Nûmân, küçük yaşından îtibâren ilim tahsîline başladı. Ankara'da ve Bursa'da bulunan âlimlerin derslerine katılarak; tefsîr, hadîs, fıkıh gibi din ilimlerinde ve o zamânın fen ilimlerinde yetişti. Ankara'da Melîke Hâtun'un yaptırdığı Kara Medresede müderrislik yaparak talebe yetiştirmeye başladı. Kısa zamanda, halk arasında sevilip sayılan biri oldu.

İlimdeki bu üstünlüğüne rağmen Müderris Nûmân'ın rûhunda bir sıkıntı vardı. O, bu sıkıntıdan ancak bir mürşid-i kâmilin huzûruna varmakla kurtulabileceğini biliyor ve bir fırsat gözlüyordu. Nitekim bir gün dersten çıktığında yanına birisi geldi ve;

"Ben Şücâ-i Karamânî'yim. Kayseri'den senin için geliyorum. Sana bir haberim ve dâvetim var." dedi.

Nûmân, bu sözlerin sonunda kendisi için mühim bir haberin olduğunu anlamıştı.

"Hoş geldin, safâlar getirdin. İnşâallah hayırlı haberlerle gelmişsindir. Anlat! Anlat!" diyerek hayretle sordu.
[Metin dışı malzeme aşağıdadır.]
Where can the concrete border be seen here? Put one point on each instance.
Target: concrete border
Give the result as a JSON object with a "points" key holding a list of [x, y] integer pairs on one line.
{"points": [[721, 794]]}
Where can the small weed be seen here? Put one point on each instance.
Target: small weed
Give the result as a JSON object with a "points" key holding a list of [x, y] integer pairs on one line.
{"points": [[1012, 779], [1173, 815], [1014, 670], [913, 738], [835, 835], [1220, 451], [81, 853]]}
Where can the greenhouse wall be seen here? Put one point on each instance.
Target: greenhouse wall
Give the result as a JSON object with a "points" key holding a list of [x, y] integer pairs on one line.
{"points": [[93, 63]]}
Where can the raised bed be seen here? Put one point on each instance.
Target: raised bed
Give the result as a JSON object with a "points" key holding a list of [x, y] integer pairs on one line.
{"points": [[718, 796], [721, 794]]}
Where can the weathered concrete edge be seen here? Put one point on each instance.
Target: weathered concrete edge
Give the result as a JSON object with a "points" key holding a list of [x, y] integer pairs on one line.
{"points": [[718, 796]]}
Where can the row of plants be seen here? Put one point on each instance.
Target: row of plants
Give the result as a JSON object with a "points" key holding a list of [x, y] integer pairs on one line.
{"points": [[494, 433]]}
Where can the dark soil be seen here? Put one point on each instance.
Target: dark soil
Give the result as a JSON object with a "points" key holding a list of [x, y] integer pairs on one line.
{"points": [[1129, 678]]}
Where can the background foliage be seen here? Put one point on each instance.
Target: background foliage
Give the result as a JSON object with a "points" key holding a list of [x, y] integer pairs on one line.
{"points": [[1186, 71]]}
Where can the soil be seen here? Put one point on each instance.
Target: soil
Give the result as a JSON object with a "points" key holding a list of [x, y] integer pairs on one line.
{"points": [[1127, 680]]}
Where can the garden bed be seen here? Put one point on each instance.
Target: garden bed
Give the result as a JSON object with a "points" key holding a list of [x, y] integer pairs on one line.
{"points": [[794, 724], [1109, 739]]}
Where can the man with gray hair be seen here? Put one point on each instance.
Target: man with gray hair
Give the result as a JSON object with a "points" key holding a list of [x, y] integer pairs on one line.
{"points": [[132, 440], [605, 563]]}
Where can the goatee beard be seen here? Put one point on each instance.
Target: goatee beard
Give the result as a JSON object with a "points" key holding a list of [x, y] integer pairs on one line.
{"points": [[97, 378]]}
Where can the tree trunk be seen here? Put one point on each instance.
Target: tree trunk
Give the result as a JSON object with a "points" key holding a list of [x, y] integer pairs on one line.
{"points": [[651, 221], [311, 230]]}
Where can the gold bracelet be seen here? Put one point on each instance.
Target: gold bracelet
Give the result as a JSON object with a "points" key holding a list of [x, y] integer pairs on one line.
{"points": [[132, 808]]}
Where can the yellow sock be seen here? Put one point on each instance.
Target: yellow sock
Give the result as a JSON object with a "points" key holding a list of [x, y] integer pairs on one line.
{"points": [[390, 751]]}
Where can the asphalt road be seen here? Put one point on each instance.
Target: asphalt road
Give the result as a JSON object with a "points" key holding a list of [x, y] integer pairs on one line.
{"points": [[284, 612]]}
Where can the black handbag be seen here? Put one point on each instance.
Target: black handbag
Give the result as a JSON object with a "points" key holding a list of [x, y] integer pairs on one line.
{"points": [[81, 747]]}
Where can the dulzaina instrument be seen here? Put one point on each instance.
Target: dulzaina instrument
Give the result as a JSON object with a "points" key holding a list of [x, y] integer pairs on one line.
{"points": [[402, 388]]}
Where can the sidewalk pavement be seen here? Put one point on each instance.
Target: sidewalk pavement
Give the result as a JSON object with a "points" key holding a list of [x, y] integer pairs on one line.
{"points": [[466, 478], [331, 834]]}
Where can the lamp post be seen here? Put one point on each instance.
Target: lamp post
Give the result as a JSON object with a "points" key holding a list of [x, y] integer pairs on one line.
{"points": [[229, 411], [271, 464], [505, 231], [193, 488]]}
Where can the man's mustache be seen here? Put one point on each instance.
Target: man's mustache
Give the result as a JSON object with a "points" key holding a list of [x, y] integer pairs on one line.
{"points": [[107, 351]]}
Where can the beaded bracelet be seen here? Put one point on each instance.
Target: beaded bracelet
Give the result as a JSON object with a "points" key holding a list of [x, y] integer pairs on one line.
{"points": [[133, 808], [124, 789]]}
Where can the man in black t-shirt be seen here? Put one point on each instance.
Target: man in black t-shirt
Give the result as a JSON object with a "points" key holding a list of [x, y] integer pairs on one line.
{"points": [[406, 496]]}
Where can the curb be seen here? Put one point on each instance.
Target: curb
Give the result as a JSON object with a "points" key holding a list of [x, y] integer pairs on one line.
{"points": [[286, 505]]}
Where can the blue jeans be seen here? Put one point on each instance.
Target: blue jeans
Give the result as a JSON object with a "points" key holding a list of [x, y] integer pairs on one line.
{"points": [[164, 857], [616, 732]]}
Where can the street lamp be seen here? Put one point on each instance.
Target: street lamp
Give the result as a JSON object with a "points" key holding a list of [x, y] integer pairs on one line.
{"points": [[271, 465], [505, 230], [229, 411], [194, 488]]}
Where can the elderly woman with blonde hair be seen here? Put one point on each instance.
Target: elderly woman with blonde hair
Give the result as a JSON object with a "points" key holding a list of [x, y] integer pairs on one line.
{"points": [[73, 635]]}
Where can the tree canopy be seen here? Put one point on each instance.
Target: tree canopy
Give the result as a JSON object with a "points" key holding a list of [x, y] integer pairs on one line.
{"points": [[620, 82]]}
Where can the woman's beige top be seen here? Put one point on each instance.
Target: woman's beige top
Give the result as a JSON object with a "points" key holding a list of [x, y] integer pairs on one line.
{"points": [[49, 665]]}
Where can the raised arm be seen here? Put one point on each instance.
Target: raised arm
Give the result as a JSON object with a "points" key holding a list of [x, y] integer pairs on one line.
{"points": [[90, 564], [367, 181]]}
"Beni şeyhim ve mürşidim Hamîdeddîn-i Velî hazretleri gönderdi ve; "Git Engürü'de (Ankara'da) Kara Medresede Nûmân adında bir müderris vardır. Ona selâmımı ve dâvetimi söyle. Al getir. O bize gerek..." dedi. Ben de bu vazîfe ile huzûrunuza gelmiş bulunuyorum."

Müderris Nûmân bu sözleri dinler dinlemez;

"Baş üstüne, bu dâvete icâbet lâzımdır. Hemen gidelim." diyerek müderrisliği bıraktı. Şücâ-i Karamânî ile Kayseri'ye gittiler. Kayseri'de Somuncu Baba diye meşhûr Hamîdeddîn-i Velî ile bir kurban bayramında buluştular. O zaman Hamîd-i Velî; "İki bayramı birden kutluyoruz." buyurarak, Nûmân'a Bayram lakabını verdi.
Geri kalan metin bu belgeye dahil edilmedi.